Auckland Council said it was unable to comment any further as cases were handled through Auckland Transport rather than council.

“We are very sorry to learn about Muffin and our thoughts are with her family,” Ms Anderson said.

Auckland Council general manager of customer services Jon Andrews said he was “disappointed” to hear about Mr Blackman’s and Ms Mann’s experience when calling the council’s call centre for information, and asked them to get in touch. 

“We’d like to offer our sincere apologies to the customer for any confusion caused by the information we provided, during what was clearly a distressing time.”

Nothing new?

Another story of Fulton Hogan’s alleged mistreatment of dead cats pre-dates the birth of the Auckland supercity and Auckland Transport.

Casey Harwood, then a Browns Bay resident on Auckland’s North Shore, said her cat Buddy was dumped in the Weiti River adjacent to Fulton Hogan’s North Harbour branch in 2004.

Ms Harwood said she was in the car with a friend at the time she saw her cat taken away.

“We were at the lights right outside my house. A couple of cars up, we could see a Fulton Hogan ute.”

She said she saw a man scoop up a dead cat. She was able to recognise Buddy because of his distinctive appearance.

“I caught it like it was in slow motion and realised it was Buddy just as he chucked her in the back of the ute and took off,” she said.

“I’ve never seen anything like it since. It was really surreal.

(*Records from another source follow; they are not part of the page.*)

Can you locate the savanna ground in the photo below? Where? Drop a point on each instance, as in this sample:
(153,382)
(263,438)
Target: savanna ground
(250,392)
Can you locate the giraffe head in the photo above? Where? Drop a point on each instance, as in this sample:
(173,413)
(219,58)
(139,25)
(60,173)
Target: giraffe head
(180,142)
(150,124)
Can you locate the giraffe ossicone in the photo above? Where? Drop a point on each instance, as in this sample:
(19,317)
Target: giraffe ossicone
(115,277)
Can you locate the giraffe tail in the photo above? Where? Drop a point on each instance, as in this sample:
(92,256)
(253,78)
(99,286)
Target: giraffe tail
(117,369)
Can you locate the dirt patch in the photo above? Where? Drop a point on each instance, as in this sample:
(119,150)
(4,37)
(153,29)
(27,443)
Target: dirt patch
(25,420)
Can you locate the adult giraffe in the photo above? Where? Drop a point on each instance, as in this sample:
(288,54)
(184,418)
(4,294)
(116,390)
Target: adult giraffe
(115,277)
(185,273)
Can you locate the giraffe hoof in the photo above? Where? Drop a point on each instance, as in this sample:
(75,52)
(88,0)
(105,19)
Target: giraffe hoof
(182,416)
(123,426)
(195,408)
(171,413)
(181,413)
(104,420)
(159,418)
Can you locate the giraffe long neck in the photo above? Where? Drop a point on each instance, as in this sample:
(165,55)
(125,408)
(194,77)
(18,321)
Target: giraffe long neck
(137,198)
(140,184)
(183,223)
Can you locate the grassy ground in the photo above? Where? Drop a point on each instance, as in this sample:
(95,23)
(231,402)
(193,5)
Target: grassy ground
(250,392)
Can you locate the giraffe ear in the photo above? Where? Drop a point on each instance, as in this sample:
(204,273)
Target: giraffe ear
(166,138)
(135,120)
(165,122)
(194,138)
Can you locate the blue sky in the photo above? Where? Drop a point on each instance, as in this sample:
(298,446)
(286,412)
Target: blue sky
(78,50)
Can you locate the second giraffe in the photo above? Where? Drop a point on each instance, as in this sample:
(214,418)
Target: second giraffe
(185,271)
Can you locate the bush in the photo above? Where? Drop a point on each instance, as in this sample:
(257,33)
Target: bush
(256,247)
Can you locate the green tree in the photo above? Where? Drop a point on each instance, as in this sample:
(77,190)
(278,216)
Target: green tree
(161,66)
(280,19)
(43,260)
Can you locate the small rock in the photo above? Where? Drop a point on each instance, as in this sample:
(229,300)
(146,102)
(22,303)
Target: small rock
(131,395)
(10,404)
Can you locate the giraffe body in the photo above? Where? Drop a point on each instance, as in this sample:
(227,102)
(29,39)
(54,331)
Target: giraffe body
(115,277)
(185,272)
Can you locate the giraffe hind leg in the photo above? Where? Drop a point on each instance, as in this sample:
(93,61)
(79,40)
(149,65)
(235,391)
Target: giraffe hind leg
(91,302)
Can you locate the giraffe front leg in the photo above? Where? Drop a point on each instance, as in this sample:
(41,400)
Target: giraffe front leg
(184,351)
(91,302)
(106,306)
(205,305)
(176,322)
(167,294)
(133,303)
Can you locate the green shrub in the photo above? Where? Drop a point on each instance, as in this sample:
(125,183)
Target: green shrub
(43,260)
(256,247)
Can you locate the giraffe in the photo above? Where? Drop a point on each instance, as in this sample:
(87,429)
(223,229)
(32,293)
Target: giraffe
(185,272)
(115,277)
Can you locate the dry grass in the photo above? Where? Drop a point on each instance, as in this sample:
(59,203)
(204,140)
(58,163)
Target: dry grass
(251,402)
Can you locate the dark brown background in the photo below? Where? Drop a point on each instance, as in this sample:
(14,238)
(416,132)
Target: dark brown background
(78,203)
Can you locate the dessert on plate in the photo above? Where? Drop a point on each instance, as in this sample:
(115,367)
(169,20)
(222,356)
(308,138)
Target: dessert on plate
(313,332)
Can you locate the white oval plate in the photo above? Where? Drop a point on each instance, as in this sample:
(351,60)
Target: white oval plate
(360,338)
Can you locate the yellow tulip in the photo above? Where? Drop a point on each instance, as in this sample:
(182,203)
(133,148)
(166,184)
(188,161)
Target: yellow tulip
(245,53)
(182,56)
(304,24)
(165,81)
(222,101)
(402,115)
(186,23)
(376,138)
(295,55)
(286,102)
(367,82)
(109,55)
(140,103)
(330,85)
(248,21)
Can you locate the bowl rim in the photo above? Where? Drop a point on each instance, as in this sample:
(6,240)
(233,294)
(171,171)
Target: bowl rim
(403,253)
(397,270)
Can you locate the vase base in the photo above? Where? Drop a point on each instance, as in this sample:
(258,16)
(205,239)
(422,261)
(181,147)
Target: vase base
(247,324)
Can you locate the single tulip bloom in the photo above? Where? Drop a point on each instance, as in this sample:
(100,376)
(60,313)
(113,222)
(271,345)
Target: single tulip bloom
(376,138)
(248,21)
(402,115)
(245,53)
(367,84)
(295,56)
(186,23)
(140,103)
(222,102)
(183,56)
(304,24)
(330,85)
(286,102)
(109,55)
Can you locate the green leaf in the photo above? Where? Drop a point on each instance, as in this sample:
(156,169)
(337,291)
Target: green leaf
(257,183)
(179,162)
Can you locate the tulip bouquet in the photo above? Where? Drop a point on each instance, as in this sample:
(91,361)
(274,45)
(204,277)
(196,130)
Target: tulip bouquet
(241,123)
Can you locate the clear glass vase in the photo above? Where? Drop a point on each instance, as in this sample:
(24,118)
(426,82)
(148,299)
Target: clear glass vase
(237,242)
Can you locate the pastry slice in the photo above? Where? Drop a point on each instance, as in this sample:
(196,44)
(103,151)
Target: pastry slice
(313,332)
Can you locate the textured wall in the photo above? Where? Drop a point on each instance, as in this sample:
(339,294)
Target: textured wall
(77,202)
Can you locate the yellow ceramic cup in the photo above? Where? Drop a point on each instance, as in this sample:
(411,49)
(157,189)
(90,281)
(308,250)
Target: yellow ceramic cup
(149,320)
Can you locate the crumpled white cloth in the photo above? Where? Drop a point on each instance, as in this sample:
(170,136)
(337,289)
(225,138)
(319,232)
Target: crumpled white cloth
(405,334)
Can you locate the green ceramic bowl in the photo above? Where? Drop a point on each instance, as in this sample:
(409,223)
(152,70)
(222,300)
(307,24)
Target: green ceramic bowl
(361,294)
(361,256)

“There was nothing we could do. We couldn’t exactly catch up to him.”

The witness with Ms Harwood at the time said they’d seen the same thing and told 1 NEWS they remembered feeling “horrified”.

Ms Harwood said she then called up Fulton Hogan and talked to a woman “on and off all afternoon”.

“I asked her if I could please pick [Buddy] up because we were going to bury him at the pet cemetery.

“It must’ve been about five o’clock at the end of the working day when she finally said ‘she’s been chucked into a local water feature at the back of our premises in Silverdale’.”

Ms Harwood said she never got her cat back.

Fulton Hogan did not respond to requests for comment about what happened to Buddy or Jess.